Darren Calabrese/La Presse Canadienne

MONTRÉAL — L’Université McGill subit de plus en plus de pressions sur le campus pour que ses équipes sportives abandonnent le surnom de «Redmen», que certains jugent péjoratif pour les Autochtones.

Dans un référendum tenu par l’association étudiante, 79% des participants ont voté en faveur du changement de nom. 28% des étudiants admissibles (5856) ont voté lors de ce référendum non contraignant.

En annonçant les résultats du vote, lundi soir, l’exécutif de l’association promettait de continuer à faire pression sur l’université jusqu’à ce qu’elle «reconnaisse les torts» causés aux Autochtones par le nom «Redmen», et qu’elle corrige rapidement le tir.

Le référendum faisait suite à une campagne menée par des Autochtones qui étudient ou travaillent à l’Université McGill et qui souhaitent que ce nom, qu’ils jugent péjoratif, disparaisse du vocabulaire entourant les équipes sportives.

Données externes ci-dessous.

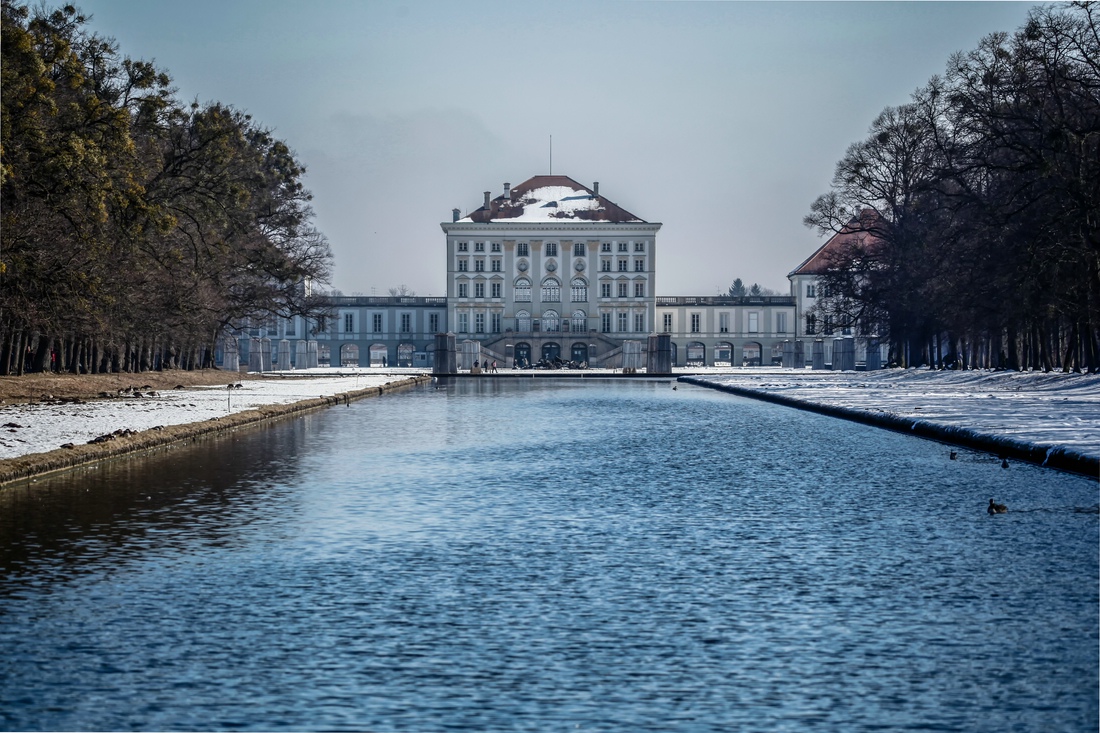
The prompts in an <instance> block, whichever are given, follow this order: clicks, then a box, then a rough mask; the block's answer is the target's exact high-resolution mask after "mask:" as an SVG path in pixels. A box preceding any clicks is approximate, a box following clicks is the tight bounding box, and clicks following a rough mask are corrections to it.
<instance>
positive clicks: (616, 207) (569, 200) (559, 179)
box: [459, 176, 645, 223]
mask: <svg viewBox="0 0 1100 733" xmlns="http://www.w3.org/2000/svg"><path fill="white" fill-rule="evenodd" d="M570 220H572V221H577V220H579V221H599V222H613V223H626V222H632V223H643V222H645V220H643V219H640V218H638V217H636V216H635V215H632V214H630V212H629V211H627V210H626V209H624V208H621V207H620V206H618V205H617V204H615V203H613V201H610V200H608V199H607V198H605V197H604V196H601V195H599V194H598V193H597V189H593V188H588V187H587V186H583V185H581V184H579V183H576V182H575V180H573V179H572V178H570V177H569V176H535V177H532V178H528V179H527V180H525V182H524V183H521V184H519V185H518V186H514V187H511V188H509V189H506V192H505V193H504V194H502V195H500V196H497V197H496V198H494V199H492V200H491V201H488V206H484V205H483V206H482V207H481V208H480V209H477V210H476V211H473V212H471V214H470V215H469V216H466V217H465V218H463V219H460V220H459V221H461V222H467V223H488V222H495V221H507V222H517V221H532V222H537V221H543V222H554V221H558V222H560V221H570Z"/></svg>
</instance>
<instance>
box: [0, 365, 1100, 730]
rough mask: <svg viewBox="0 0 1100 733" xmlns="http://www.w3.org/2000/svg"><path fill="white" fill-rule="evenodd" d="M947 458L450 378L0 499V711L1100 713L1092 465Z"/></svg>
mask: <svg viewBox="0 0 1100 733" xmlns="http://www.w3.org/2000/svg"><path fill="white" fill-rule="evenodd" d="M948 453H949V448H947V447H946V446H943V445H939V444H936V442H931V441H924V440H919V439H914V438H912V437H909V436H904V435H898V434H894V433H889V431H884V430H878V429H875V428H871V427H867V426H861V425H856V424H850V423H845V422H839V420H836V419H833V418H828V417H824V416H818V415H813V414H809V413H804V412H799V411H793V409H788V408H784V407H779V406H775V405H770V404H766V403H760V402H753V401H750V400H745V398H740V397H736V396H733V395H728V394H723V393H718V392H714V391H709V390H705V389H701V387H693V386H689V385H682V384H681V385H679V386H678V387H676V389H673V384H672V383H670V382H667V381H629V382H628V381H610V380H605V381H599V380H594V381H588V380H583V381H581V380H572V381H560V382H559V381H552V380H530V381H526V380H464V381H459V382H455V383H452V384H449V385H439V386H431V385H429V386H426V387H422V389H417V390H414V391H411V392H408V393H405V394H398V395H386V396H382V397H379V398H376V400H370V401H365V402H362V403H357V404H352V405H349V406H346V407H333V408H331V409H328V411H324V412H319V413H315V414H311V415H308V416H306V417H304V418H301V419H297V420H293V422H284V423H278V424H275V425H272V426H267V427H263V428H257V429H253V430H248V431H242V433H239V434H234V435H231V436H226V437H222V438H218V439H210V440H204V441H199V442H196V444H193V445H189V446H184V447H176V448H173V449H172V450H167V451H162V452H161V453H158V455H155V456H151V457H144V458H133V459H123V460H117V461H112V462H105V463H102V464H100V466H97V467H94V468H90V469H86V470H80V471H75V472H70V473H67V474H62V475H55V477H50V478H42V479H40V480H37V481H35V482H33V483H29V484H23V485H19V486H13V488H8V489H3V490H0V649H2V650H3V653H2V655H0V729H3V730H27V731H30V730H51V731H54V730H73V731H77V730H165V731H169V730H276V731H278V730H371V731H443V730H448V731H461V730H469V731H487V730H493V731H498V730H517V731H565V730H570V731H572V730H586V731H729V730H746V731H750V730H761V731H803V730H806V729H813V730H817V731H871V730H877V731H878V730H891V731H904V730H938V731H968V732H970V731H998V732H1003V731H1029V732H1030V731H1036V730H1043V731H1095V730H1097V726H1098V703H1100V700H1098V686H1100V679H1098V668H1100V652H1098V648H1100V646H1098V641H1100V639H1098V627H1100V620H1098V606H1100V597H1098V576H1100V562H1098V555H1100V549H1098V548H1100V527H1098V525H1100V523H1098V517H1100V515H1098V514H1097V511H1096V507H1097V505H1098V503H1100V497H1098V484H1097V482H1096V481H1095V480H1089V479H1086V478H1081V477H1075V475H1070V474H1064V473H1057V472H1054V471H1048V470H1044V469H1038V468H1035V467H1030V466H1024V464H1013V466H1010V467H1009V468H1008V469H1002V468H1001V466H1000V461H999V460H997V459H996V457H992V456H988V455H983V453H976V452H969V451H959V457H958V460H950V459H949V457H948ZM990 497H993V499H996V500H997V501H998V502H1003V503H1007V504H1008V505H1009V510H1010V511H1009V513H1008V514H1004V515H999V516H989V515H987V513H986V506H987V504H988V502H989V499H990Z"/></svg>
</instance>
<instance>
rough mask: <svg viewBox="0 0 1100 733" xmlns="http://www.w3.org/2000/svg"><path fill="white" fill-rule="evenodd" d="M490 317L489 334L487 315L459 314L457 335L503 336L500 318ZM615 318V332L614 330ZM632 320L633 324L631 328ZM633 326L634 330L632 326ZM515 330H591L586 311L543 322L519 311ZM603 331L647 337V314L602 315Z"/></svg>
mask: <svg viewBox="0 0 1100 733" xmlns="http://www.w3.org/2000/svg"><path fill="white" fill-rule="evenodd" d="M471 315H473V324H472V326H473V330H472V331H471V319H470V316H471ZM487 315H488V330H486V319H485V316H486V314H483V313H474V314H467V313H459V314H458V320H459V322H458V327H459V328H458V332H459V333H470V332H473V333H499V332H500V321H502V319H500V314H498V313H491V314H487ZM613 316H614V326H615V329H614V331H613V330H612V326H613ZM631 316H634V318H632V324H631V318H630V317H631ZM631 325H632V326H634V328H632V329H630V328H629V326H631ZM516 330H517V331H519V332H524V333H527V332H532V331H552V332H557V331H564V332H569V331H574V332H584V331H587V330H588V319H587V317H586V316H585V315H584V311H581V310H579V311H576V313H574V314H573V317H572V318H569V319H564V320H560V319H559V318H558V314H557V313H554V311H552V310H550V311H547V313H544V314H543V315H542V317H541V318H540V319H532V318H531V316H530V314H529V313H527V311H526V310H520V311H519V313H518V314H516ZM599 330H601V332H603V333H612V332H618V333H630V332H634V333H643V332H646V331H647V328H646V314H643V313H635V314H628V313H617V314H609V313H602V314H599Z"/></svg>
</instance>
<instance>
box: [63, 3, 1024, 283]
mask: <svg viewBox="0 0 1100 733" xmlns="http://www.w3.org/2000/svg"><path fill="white" fill-rule="evenodd" d="M53 4H56V3H53ZM78 6H79V7H80V9H81V10H84V11H85V12H87V13H90V14H91V15H92V22H91V28H92V29H94V30H96V31H97V32H99V33H100V34H102V35H107V36H112V37H114V39H116V40H117V41H118V42H119V45H120V50H121V52H122V53H123V54H125V55H129V56H131V57H135V58H144V59H146V61H154V62H156V64H157V65H158V66H160V67H161V68H162V69H163V70H166V72H167V73H168V74H169V75H171V76H172V77H173V79H174V81H175V84H176V86H177V87H178V94H179V97H180V98H183V99H184V100H187V101H189V100H193V99H198V100H199V101H201V102H206V101H215V100H217V101H221V102H226V103H229V105H232V106H234V107H237V108H239V109H242V110H245V111H248V112H250V113H251V114H252V116H253V117H254V119H256V120H259V121H260V122H261V123H263V124H264V125H266V127H268V128H271V129H272V130H274V133H275V135H276V136H277V138H279V139H282V140H284V141H286V143H287V144H288V145H289V146H290V147H292V149H293V150H294V151H295V152H296V153H297V155H298V157H299V158H300V161H301V162H303V163H304V164H305V165H306V166H307V168H308V174H307V177H306V184H307V186H308V187H309V188H310V190H311V192H312V193H313V197H315V198H313V207H315V209H316V211H317V226H318V228H319V229H321V231H323V232H324V233H326V234H327V236H328V238H329V240H330V242H331V245H332V251H333V254H334V256H335V266H334V276H333V283H332V285H333V286H334V287H335V288H339V289H340V291H342V292H343V293H344V294H349V295H351V294H366V295H371V294H377V295H385V294H386V293H387V289H388V288H389V287H393V286H397V285H401V284H405V285H407V286H408V287H410V288H412V289H414V291H416V292H417V294H418V295H442V294H444V292H445V264H444V237H443V233H442V231H441V230H440V227H439V223H440V222H442V221H450V219H451V209H453V208H459V209H461V210H462V212H463V214H465V212H466V211H470V210H473V209H476V208H477V207H478V206H481V203H482V199H483V195H482V192H485V190H489V192H492V193H493V196H497V195H499V194H500V193H502V192H503V185H504V182H509V183H511V184H513V185H517V184H519V183H521V182H524V180H526V179H527V178H529V177H531V176H533V175H539V174H546V173H549V172H550V168H551V161H550V139H551V135H552V138H553V158H552V169H553V173H555V174H560V175H568V176H571V177H572V178H574V179H575V180H577V182H580V183H582V184H585V185H587V186H591V185H592V183H593V182H595V180H598V182H599V193H601V194H602V195H604V196H606V197H607V198H609V199H610V200H613V201H615V203H616V204H618V205H619V206H621V207H624V208H625V209H627V210H628V211H630V212H632V214H634V215H636V216H638V217H640V218H641V219H645V220H647V221H660V222H662V223H663V227H662V229H661V231H660V233H659V234H658V239H657V242H658V255H657V256H658V260H657V272H658V274H657V293H658V295H713V294H715V293H718V292H719V291H720V292H725V289H726V288H727V287H728V286H729V284H730V283H731V282H733V280H734V278H735V277H741V278H742V280H744V281H745V282H746V283H752V282H758V283H760V284H761V285H762V286H764V287H771V288H773V289H778V291H781V292H783V293H785V292H787V289H788V281H787V273H788V272H790V271H791V270H793V269H794V267H795V266H798V265H799V264H800V263H801V262H802V261H803V260H804V259H805V258H806V256H809V255H810V254H811V253H812V252H813V251H814V250H815V249H816V248H817V247H820V245H821V243H822V240H821V239H818V238H817V236H816V234H815V233H814V232H813V231H812V230H810V229H806V228H805V227H804V226H803V225H802V218H803V216H805V214H806V212H807V211H809V209H810V205H811V204H812V203H813V200H814V198H816V197H817V196H818V195H820V194H823V193H825V192H826V190H827V189H828V185H829V180H831V178H832V176H833V169H834V167H835V165H836V162H837V161H838V160H839V158H840V156H842V155H844V152H845V150H846V149H847V146H848V145H849V144H850V143H853V142H856V141H858V140H861V139H862V138H864V135H865V134H866V132H867V129H868V127H869V124H870V123H871V121H872V120H873V118H875V117H876V116H877V114H878V113H879V112H880V111H881V110H882V109H883V108H886V107H888V106H894V105H901V103H904V102H906V101H908V100H909V97H910V95H911V94H912V91H913V90H914V89H916V88H917V87H920V86H923V85H924V84H925V83H927V80H928V79H930V78H931V77H932V76H933V75H935V74H942V73H943V70H944V68H945V65H946V63H947V59H948V57H949V56H950V54H952V53H954V52H956V51H969V50H971V48H974V47H975V46H976V45H977V43H978V41H979V40H980V39H981V37H982V36H985V35H987V34H989V33H992V32H994V31H1007V32H1012V31H1014V30H1016V29H1018V28H1019V26H1020V25H1022V24H1023V22H1024V20H1025V18H1026V15H1027V11H1029V9H1030V8H1031V4H1030V3H1025V2H882V3H880V2H720V1H711V2H705V1H704V2H681V1H663V2H661V1H651V2H612V1H607V2H599V1H596V2H594V1H592V0H587V1H584V2H581V1H577V2H563V1H557V2H526V1H515V2H462V1H455V0H445V1H439V2H431V1H427V0H425V1H400V0H393V1H389V0H370V1H367V0H313V1H310V2H306V1H305V0H217V1H212V0H188V1H187V2H186V3H184V2H178V0H85V1H84V2H78Z"/></svg>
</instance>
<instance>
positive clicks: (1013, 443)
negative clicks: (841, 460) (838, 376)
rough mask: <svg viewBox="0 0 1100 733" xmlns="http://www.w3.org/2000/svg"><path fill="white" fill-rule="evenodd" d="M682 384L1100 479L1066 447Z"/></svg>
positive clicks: (690, 380)
mask: <svg viewBox="0 0 1100 733" xmlns="http://www.w3.org/2000/svg"><path fill="white" fill-rule="evenodd" d="M678 381H679V382H685V383H687V384H694V385H696V386H702V387H707V389H709V390H718V391H719V392H728V393H730V394H736V395H739V396H742V397H749V398H751V400H760V401H763V402H771V403H774V404H777V405H783V406H785V407H794V408H795V409H804V411H806V412H811V413H817V414H820V415H828V416H829V417H839V418H840V419H845V420H851V422H854V423H862V424H864V425H872V426H875V427H880V428H886V429H888V430H893V431H895V433H904V434H906V435H915V436H917V437H921V438H928V439H931V440H937V441H939V442H945V444H948V445H953V446H960V447H963V448H972V449H975V450H981V451H986V452H990V453H993V455H996V456H998V457H1003V458H1014V459H1016V460H1022V461H1027V462H1029V463H1035V464H1036V466H1045V467H1047V468H1053V469H1058V470H1060V471H1068V472H1070V473H1080V474H1081V475H1087V477H1089V478H1091V479H1097V478H1100V457H1097V456H1088V455H1085V453H1079V452H1077V451H1075V450H1071V449H1070V448H1067V447H1065V446H1048V445H1038V444H1030V442H1023V441H1020V440H1013V439H1012V438H1009V437H1005V436H998V435H989V434H985V433H978V431H977V430H975V429H972V428H967V427H958V426H954V425H943V424H941V423H934V422H930V420H915V419H913V418H912V417H902V416H900V415H893V414H890V413H879V412H867V411H862V409H855V408H853V407H840V406H836V405H826V404H822V403H820V402H811V401H809V400H800V398H798V397H790V396H787V395H778V394H772V393H770V392H766V391H762V390H755V389H751V387H744V386H736V385H733V384H717V383H714V382H709V381H707V380H706V379H701V378H697V376H681V378H679V379H678Z"/></svg>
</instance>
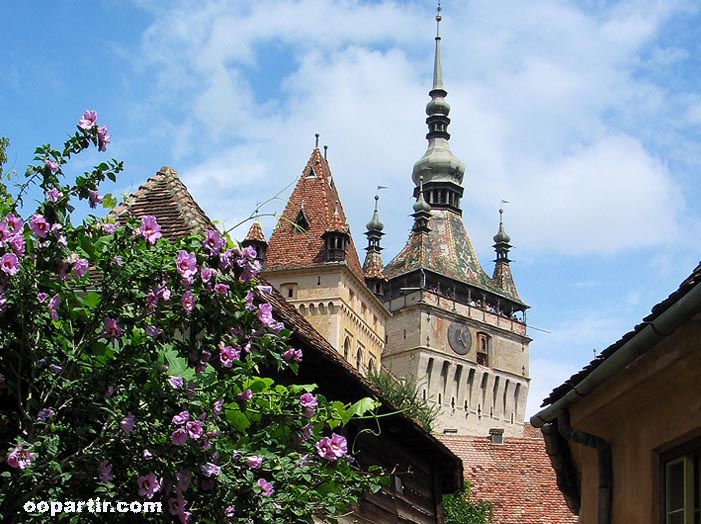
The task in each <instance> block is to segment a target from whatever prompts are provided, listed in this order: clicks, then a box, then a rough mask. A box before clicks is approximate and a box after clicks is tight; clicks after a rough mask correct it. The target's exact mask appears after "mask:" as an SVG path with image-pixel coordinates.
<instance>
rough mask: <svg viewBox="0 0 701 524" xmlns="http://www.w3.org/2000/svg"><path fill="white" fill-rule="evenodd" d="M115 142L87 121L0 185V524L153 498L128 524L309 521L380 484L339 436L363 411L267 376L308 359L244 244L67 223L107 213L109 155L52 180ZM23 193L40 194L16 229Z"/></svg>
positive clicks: (153, 225) (138, 229)
mask: <svg viewBox="0 0 701 524" xmlns="http://www.w3.org/2000/svg"><path fill="white" fill-rule="evenodd" d="M109 141H110V135H108V134H107V128H106V126H99V125H98V121H97V114H96V113H95V112H94V111H86V112H85V113H84V114H83V116H82V117H81V118H80V120H79V123H78V128H77V131H76V132H75V134H74V135H73V136H72V137H70V138H69V139H68V140H67V142H66V144H65V147H64V149H63V150H62V151H59V150H55V149H52V148H51V147H50V146H42V147H40V148H38V149H37V150H36V156H35V160H36V161H37V165H35V166H31V167H30V168H29V169H28V171H27V174H26V176H27V181H26V182H25V183H24V185H23V186H21V187H20V188H19V191H18V193H17V195H16V197H15V198H13V197H12V196H11V195H10V193H9V192H8V190H7V189H6V187H5V186H4V185H2V184H0V405H2V406H4V407H3V411H2V412H1V413H0V456H2V465H0V486H1V489H0V521H3V520H4V521H14V520H15V519H16V518H17V517H16V515H20V516H21V517H20V518H19V519H18V520H20V521H22V522H45V521H46V519H47V516H46V515H45V514H30V513H26V512H24V511H23V509H22V508H23V507H24V504H25V502H27V501H31V500H59V501H60V500H88V499H90V498H96V497H100V498H101V499H102V500H124V501H134V500H140V501H146V500H149V501H161V502H162V505H163V509H164V512H163V514H143V515H139V517H138V521H139V522H162V521H164V520H168V519H170V520H171V521H173V522H182V523H186V522H232V523H233V522H242V523H243V522H246V523H253V522H280V523H282V522H311V521H312V517H313V516H314V515H320V516H322V517H323V518H329V517H331V518H332V517H333V516H334V515H336V514H338V513H339V512H341V511H345V510H346V509H347V508H348V505H349V504H350V503H352V502H354V501H355V500H357V499H358V497H359V496H361V495H362V494H363V493H364V492H366V491H367V490H377V489H379V481H380V477H379V475H378V474H376V473H374V472H365V471H360V469H359V468H358V466H357V464H356V463H355V462H354V460H353V459H352V457H351V456H350V455H349V444H348V443H347V442H346V439H345V437H343V435H342V431H341V428H342V426H343V425H344V424H345V423H347V422H348V420H349V419H351V418H352V416H354V415H362V414H363V413H365V412H366V411H369V410H371V409H372V408H374V407H375V403H374V402H373V401H371V400H369V399H362V400H360V401H359V402H357V403H356V404H354V405H352V406H344V405H341V404H340V403H338V402H333V403H331V402H329V401H327V400H326V399H325V398H324V397H323V396H322V395H321V394H320V393H319V392H315V391H314V389H315V388H314V386H313V385H289V386H285V385H282V384H279V383H276V382H275V381H274V379H273V378H271V376H273V375H275V376H278V375H279V374H280V373H295V371H296V370H297V367H298V365H299V363H300V361H302V359H303V358H304V356H303V354H302V351H301V350H299V349H297V348H292V347H290V345H289V344H288V342H287V340H289V335H290V332H289V330H288V329H287V328H286V327H285V326H284V325H282V324H281V323H280V322H277V321H276V320H275V319H274V314H273V311H272V307H271V306H270V304H268V303H267V302H266V301H265V294H266V293H269V292H270V290H269V288H266V287H265V286H261V285H260V282H259V281H258V280H257V278H256V275H257V273H258V272H259V270H260V267H259V264H258V262H257V261H256V258H255V256H256V254H255V251H254V250H252V249H250V248H245V249H240V248H239V247H238V246H236V245H234V244H233V243H232V242H231V241H230V240H229V239H227V238H224V237H222V235H220V234H219V233H218V232H216V231H208V232H207V233H206V235H205V236H204V237H202V238H200V237H196V236H189V237H186V238H184V239H182V240H179V241H169V240H166V239H165V238H163V236H162V234H161V230H160V226H159V224H158V221H157V219H156V218H155V217H153V216H144V217H141V218H140V219H137V218H133V217H128V216H123V217H118V220H119V222H117V218H115V216H114V215H110V217H109V218H108V219H98V218H95V217H90V218H89V219H87V220H86V221H84V222H83V223H82V224H81V225H73V224H72V223H71V215H72V211H73V205H76V204H77V203H78V201H80V200H84V201H86V203H87V205H89V206H90V207H96V206H97V205H98V204H99V203H101V202H102V203H103V205H105V206H106V207H109V206H111V205H113V199H112V198H111V197H109V196H108V195H101V194H100V192H99V186H100V183H101V182H103V181H104V180H105V179H110V180H113V181H114V180H115V178H116V175H117V174H118V173H119V172H120V171H121V170H122V164H121V162H117V161H115V160H110V161H108V162H103V163H100V164H99V165H97V166H96V167H95V168H94V169H93V170H92V171H91V172H87V173H85V174H84V175H81V176H78V177H77V178H76V179H75V182H74V183H67V182H66V180H65V177H64V170H66V169H67V162H68V160H69V159H70V158H71V157H72V156H74V155H76V154H78V153H80V152H81V151H83V150H85V149H88V148H89V147H91V146H94V147H97V148H98V149H99V150H100V151H104V150H105V149H106V147H107V145H108V144H109ZM32 184H35V185H38V186H39V187H40V188H41V190H42V191H43V194H44V195H45V199H44V200H43V201H42V202H40V203H39V205H38V208H37V209H36V210H35V211H34V212H33V213H32V214H31V215H30V216H29V219H28V220H26V219H23V218H21V217H20V212H21V210H22V208H21V202H22V196H24V194H25V193H26V191H27V189H28V187H29V186H30V185H32ZM105 518H107V520H109V519H110V518H113V519H114V518H117V519H119V518H122V519H123V515H119V514H103V515H101V519H103V520H104V519H105ZM65 521H67V522H85V515H84V514H82V515H81V514H76V515H70V514H69V515H66V516H65Z"/></svg>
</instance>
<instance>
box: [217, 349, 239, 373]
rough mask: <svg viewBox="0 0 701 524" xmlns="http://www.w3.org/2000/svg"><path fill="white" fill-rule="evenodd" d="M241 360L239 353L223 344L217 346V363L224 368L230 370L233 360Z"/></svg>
mask: <svg viewBox="0 0 701 524" xmlns="http://www.w3.org/2000/svg"><path fill="white" fill-rule="evenodd" d="M239 358H241V351H240V350H238V349H236V348H233V347H231V346H225V345H223V343H222V344H221V345H220V346H219V362H221V365H222V366H224V367H225V368H230V367H231V366H232V364H233V363H234V361H235V360H238V359H239Z"/></svg>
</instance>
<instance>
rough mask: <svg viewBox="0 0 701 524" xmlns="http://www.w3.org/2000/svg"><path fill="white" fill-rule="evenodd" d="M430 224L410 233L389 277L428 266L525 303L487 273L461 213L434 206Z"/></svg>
mask: <svg viewBox="0 0 701 524" xmlns="http://www.w3.org/2000/svg"><path fill="white" fill-rule="evenodd" d="M428 227H429V228H430V231H429V232H428V233H425V232H420V231H412V232H411V233H410V235H409V239H408V240H407V243H406V245H405V246H404V248H403V249H402V250H401V251H400V252H399V254H398V255H397V256H395V257H394V259H393V260H392V261H391V262H390V263H389V264H387V266H386V267H385V269H384V274H385V276H386V277H387V278H389V279H393V278H395V277H398V276H400V275H403V274H405V273H410V272H412V271H416V270H419V269H426V270H429V271H433V272H434V273H437V274H439V275H443V276H445V277H448V278H451V279H453V280H457V281H458V282H464V283H466V284H469V285H472V286H475V287H477V288H479V289H482V290H485V291H488V292H490V293H494V294H496V295H499V296H502V297H505V298H508V299H509V300H511V301H513V302H516V303H518V304H521V305H525V304H523V302H521V300H520V298H519V297H518V295H516V296H514V295H511V294H509V293H508V292H507V291H505V290H503V289H501V288H500V287H499V286H497V285H496V284H495V283H494V281H493V280H492V279H491V278H489V277H488V276H487V274H486V273H485V272H484V270H483V269H482V266H481V265H480V263H479V261H478V260H477V255H476V254H475V250H474V248H473V247H472V242H471V241H470V237H469V236H468V234H467V230H466V229H465V224H464V223H463V221H462V217H461V216H460V215H459V214H457V213H455V212H453V211H451V210H447V209H432V210H431V218H430V219H429V222H428ZM514 289H515V287H514Z"/></svg>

Le nom «Redmen», qui s’écrivait à l’origine «Red Men», remonte aux années 1920. L’université soutient que ce nom fait référence aux uniformes rouges de l’équipe — et constitue peut-être aussi un rappel des origines celtiques du fondateur de l’université, James McGill.

«Dans l’Antiquité, les Celtes étaient connus sous le nom d' »hommes rouges » à cause de leurs cheveux roux», expliquait jadis l’historien officiel de McGill, Frank Frost, cité sur le site internet des équipes sportives de McGill. «Nos sportifs se sont sans aucun doute appelés « hommes rouges » pour rendre hommage aux origines écossaises de James McGill.»

Par contre, cet hommage aux hommes roux a pris un sens différent dans les années 1950: les athlètes de McGill, par glissement de sens, ont commencé à être surnommés les «Indiens» ou les «Squaws». Dans les années 1980, plusieurs équipes de McGill ont même utilisé un logo stylisé arborant un Autochtone portant une coiffe à plumes.

Tomas Jirousek, commissaire aux affaires autochtones à l’association étudiante — et membre de l’équipe d’aviron de McGill —, a expliqué avant le référendum pourquoi le nom «Redmen» était blessant pour les Autochtones comme lui. «Les étudiants et athlètes autochtones se sentent isolés au sein des équipes de McGill, et les étudiants autochtones se sentent isolés au sein de McGill en général.» L’exécutif de l’association étudiante estimait qu’en conservant le nom, on perpétuerait un «comportement oppressif et raciste» à l’égard des Autochtones.

Il a été impossible d’obtenir mardi une réaction de la direction de McGill. Dans un message adressé à la communauté universitaire le 24 octobre, le vice-principal Christopher Manfredi reconnaissait les sentiments de ceux qui considèrent le nom comme péjoratif, mais aussi l’avis de ceux qui sont fiers des réalisations passées des «Redmen».

«Dans ce cas particulier, toute décision doit découler d’un processus qui engage toutes les parties prenantes dans un dialogue», indiquait-il prudemment. M. Manfredi ajoutait qu’un groupe de travail aborderait la question du nom des «Redmen» dans son rapport final, qui doit être déposé le mois prochain. L’université s’appuiera sur ce rapport pour guider sa décision, a-t-il promis.